Study design and inclusion criteria
To identify the features that were suitable as candidates criteria for clinically inactive disease, we followed the classification approach. The purpose was to separate patients with inactive disease (reference sample) from patients with active disease (comparison sample), with high sensitivity and specificity. As shown in Figure 1, the reference sample was represented by patients off therapy with an inactive disease status by definition at 24 months; in addition patients were declared stable or improved with respect to the previous visit by the physician and/or the parents. In order to avoid selection biases the comparison sample was represented by the baseline data (patient active by study inclusion criteria) of a computer generated random list of patients who were still on therapy after 24 months of follow-up. Similarly to the work done in juvenile idiopathic arthritis (JIA), we defined clinically inactive disease as a single point in time status with clinically and biologically quiescent disease that can be on/off therapy. When this criteria is met for at least 6 or 12 continuous months, this status is called clinical remission on- or off therapy, respectively.34, 35
Figure 1.
Flow chart of the study patients.
Validation process
Four steps were used for the analysis.
In Step 1 (cut-off selection) the reference sample off therapy at 24 months was described. The hypothesis was that the descriptive values for each variable considered would be representative of inactive disease status and able to discriminate inactive from active patients. Based on the descriptive statistics (mean±standard deviation [SD], minimum, 20th percentile, median, 80th percentile and maximum) of each variable, we then selected candidate cut-offs that could properly describe a patient as clinically inactive off therapy. The strategy was as follows: for those variables where the lowest value correlated with inactive disease (e.g. muscle enzymes), we chose the median, 20th percentile or the minimum values. In contrast, those variables in which higher values correlate with disease inactivity (e.g. CMAS, MMT), the median, 80th percentile or the maximum value was considered to be the best cut-off value. Additional candidate cut-offs were also derived from the literature.2, 7, 8, 10
In Step 2 (accuracy measures), we evaluated the ability (accuracy) of the cut-offs for each variable to discriminate the reference sample from the comparison sample by calculating the sensitivity/specificity, and Cohen's kappa36. The kappa statistic according to Landis & Koch37 was categorised as follows: 0.01-0.2=slight; 0.21-0.4=fair; 0.41-0.6=moderate; 0.61-0.8=substantial; 0.81-1=almost perfect agreement. In this step we expected that only a few, if any, of the active patients in the comparison group would have values consistent with cut-offs selected as representative of the reference sample.

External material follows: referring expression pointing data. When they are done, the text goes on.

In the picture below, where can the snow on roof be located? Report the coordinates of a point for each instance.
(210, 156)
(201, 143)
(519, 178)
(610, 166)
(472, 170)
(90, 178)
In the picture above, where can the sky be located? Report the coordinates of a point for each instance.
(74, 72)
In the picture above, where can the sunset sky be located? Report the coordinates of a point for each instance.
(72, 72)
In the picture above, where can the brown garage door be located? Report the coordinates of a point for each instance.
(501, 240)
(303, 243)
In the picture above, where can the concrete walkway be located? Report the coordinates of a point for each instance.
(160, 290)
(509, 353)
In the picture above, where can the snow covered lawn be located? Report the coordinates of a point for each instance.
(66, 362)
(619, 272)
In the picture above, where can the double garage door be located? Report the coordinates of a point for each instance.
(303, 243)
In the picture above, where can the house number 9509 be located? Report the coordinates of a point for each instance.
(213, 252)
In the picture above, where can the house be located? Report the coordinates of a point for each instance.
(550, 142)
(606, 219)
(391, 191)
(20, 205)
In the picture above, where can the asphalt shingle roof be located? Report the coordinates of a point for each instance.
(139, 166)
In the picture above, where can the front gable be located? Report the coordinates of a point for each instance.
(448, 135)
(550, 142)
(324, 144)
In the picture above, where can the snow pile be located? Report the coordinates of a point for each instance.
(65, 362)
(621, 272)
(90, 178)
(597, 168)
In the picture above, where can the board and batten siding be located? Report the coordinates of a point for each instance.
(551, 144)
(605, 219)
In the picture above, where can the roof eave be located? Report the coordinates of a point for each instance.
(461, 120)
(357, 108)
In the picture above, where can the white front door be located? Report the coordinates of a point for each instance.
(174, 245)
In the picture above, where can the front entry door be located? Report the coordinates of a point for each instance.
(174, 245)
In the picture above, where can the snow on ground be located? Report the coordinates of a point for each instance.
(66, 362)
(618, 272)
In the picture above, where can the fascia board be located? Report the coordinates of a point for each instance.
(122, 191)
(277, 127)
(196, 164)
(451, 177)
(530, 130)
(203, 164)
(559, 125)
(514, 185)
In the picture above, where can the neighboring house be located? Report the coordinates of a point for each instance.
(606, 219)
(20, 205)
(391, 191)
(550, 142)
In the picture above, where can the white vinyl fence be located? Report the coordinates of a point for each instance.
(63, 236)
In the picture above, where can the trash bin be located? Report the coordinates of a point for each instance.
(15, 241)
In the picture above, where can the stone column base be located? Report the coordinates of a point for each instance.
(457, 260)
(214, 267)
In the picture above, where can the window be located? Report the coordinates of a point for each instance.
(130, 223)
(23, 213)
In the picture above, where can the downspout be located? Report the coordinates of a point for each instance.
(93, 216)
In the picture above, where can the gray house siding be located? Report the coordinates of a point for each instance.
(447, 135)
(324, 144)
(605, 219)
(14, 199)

In Step 3 (inactive disease criteria testing) we tested 19 candidate criteria (combination of individual measures and related cut-offs) of inactive disease derived from the literature3, 9, 38-44 and an additional 35 criteria that, based on the results of Step 1 and 2, were deemed clinically reasonable by the Steering Committee of the project (DL, AP, NR, AR, AM, PM, EP), based on the results of Step 1 and 2, by calculating their sensitivity/specificity, and Cohen's kappa36. Moreover in this step we expected that only a few, if any, of the patients in the comparison sample would fit inactive disease criteria, while most, if not all, of the patients in the reference sample would.
Finally, in Step 4 (criteria confirmation), we applied the top criteria selected in Step 3 to both the reference sample off therapy and the remaining patients still on therapy at 24 months (Figure 1). In this analysis, among the patients still on therapy at 24 months, we identified the subgroup of patients who met the criteria of inactive disease on medication, and differentiated them from those patients who did not meet the criteria of inactive disease and who were therefore considered to have still active JDM despite 24 months of therapy. Our hypothesis was that, if our top criteria selected in Step 3 allowed us to correctly identify the group with inactive disease on therapy at 24 months, the individual activity in this group should be quite similar to the reference sample.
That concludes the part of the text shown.